Arap baharıyla ilgili en güzel tanımı Bremen Üniversitesi Kültür Bilimleri Enstitüsü Öğretim Görevlisi olan Dr. Detlev Quintern yapmıştır. Detley Arap baharını, “İslam ahlakında ilk sırada yer alan adalet ilkesinden uzaklaşan Arap dünyasında, meydana gelen adalet idealinin rönesansı” şeklinde tanımlamıştır. Arap dünyasında kaybolan bu adalet olgusu küresel güçlerin bölgede demokratik ve adil yönetim propaganda faaliyetlerini arttırmıştır. Yaptıkları bu propagandalar savaşın kapsamının genişleyerek günümüze kadar devam etmesine sebep olmuştur. Ayrıca, bölgedeki karşılık, küresel güçlerin maşa olarak kullandıkları yerel güçler ve terör örgütleri aracılığıyla emellerini rahatlıkla gerçekleştirme olanağını arttırmıştır.

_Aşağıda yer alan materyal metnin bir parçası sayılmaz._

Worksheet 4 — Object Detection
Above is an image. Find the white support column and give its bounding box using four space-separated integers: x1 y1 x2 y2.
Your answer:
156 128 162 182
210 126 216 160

Suriye’de Arap baharı adı altında başlayıp yaşanan bu karşılık, 7 yıldır devam eden bir savaşı ve dramı beraberinde getirmiştir. Bu baharın ortaya çıkardığı tabloyu üç madde de özetleyecek olursak;
- Ülkenin kültürel etnik yapısını değiştirmeye devam ediyorlar. Savaş öncesi ülke nüfusunun %74-83’ü Arap, %7-8’i Kürt, %5-6’sı Türk ve %4’ü Ermeni ve diğer etnik gruplardan oluşmaktaydı. Ya şimdi!
- .Savaştan önce 23-25 milyon nüfusa sahip olan ülkenin şimdiki nüfusu!
- Savaştan önce ülke nüfusunun yaklaşık %74-81’i Sünni müslümanlardan, %10-12’si Nusayrilerden, %6-10 Hıristiyanlardan ve %3’ü Dürzi ve diğer dini gruplardan oluşmaktaydı. Peki ya şimdi!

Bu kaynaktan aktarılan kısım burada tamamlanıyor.